More

nirinor · 2025-11-02T14:40:53 1762094453

Its a nit pick, but backpropagation is getting a bad rep here. These examples are about gradients+gradient descent variants being a leaky abstraction for optimization [1].

Backpropagation is a specific algorithm for computing gradients of composite functions, but even the failures that do come from composition (multiple sequential sigmoids cause exponential gradient decay) are not backpropagation specific: that's just how the gradients behave for that function, whatever algorithm you use. The remedy, of having people calculate their own backwards pass, is useful because people are _calculating their own derivatives_ for the functions, and get a chance to notice the exponents creeping in. Ask me how I know ;)

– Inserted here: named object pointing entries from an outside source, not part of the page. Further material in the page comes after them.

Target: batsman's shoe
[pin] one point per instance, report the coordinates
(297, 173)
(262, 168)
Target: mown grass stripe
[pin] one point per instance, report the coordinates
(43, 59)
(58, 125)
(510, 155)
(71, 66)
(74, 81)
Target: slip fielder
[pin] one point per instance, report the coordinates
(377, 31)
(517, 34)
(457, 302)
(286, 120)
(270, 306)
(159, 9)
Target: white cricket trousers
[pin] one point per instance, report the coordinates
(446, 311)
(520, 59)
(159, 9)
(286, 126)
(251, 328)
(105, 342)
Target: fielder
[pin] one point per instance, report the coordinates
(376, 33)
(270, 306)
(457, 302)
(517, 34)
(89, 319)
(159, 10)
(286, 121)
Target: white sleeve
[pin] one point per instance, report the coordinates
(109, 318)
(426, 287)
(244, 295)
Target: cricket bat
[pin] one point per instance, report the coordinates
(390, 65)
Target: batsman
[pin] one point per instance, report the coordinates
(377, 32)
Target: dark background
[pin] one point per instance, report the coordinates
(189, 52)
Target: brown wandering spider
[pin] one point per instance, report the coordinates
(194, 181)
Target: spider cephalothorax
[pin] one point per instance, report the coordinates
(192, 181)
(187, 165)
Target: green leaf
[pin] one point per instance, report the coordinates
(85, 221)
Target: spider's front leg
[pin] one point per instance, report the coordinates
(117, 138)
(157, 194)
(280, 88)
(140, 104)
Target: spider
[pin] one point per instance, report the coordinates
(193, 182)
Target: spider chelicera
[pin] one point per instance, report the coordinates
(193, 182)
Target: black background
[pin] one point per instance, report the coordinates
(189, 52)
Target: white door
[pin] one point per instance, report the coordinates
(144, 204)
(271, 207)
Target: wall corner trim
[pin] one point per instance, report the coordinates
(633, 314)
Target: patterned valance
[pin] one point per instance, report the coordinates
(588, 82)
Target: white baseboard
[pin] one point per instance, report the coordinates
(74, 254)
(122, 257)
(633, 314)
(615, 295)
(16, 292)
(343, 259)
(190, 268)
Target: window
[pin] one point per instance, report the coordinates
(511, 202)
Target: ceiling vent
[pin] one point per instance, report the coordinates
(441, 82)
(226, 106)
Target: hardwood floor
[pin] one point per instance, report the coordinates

[1] Gradients being zero would not be a problem with a global optimization algorithm (which we don't use because they are impractical in high dimensions). Gradients getting very small might be dealt with by with tools like line search (if they are small in all directions) or approximate newton methods (if small in some directions but not others). Not saying those are better solutions in this context, just that optimization(+modeling) are the actually hard parts, not the way gradients are calculated.

xpe · 2025-11-02T15:44:42 1762098282

Yes. No need to be apologetic or timid about it — it’s not a nit to push back against a flawed conceptual framing.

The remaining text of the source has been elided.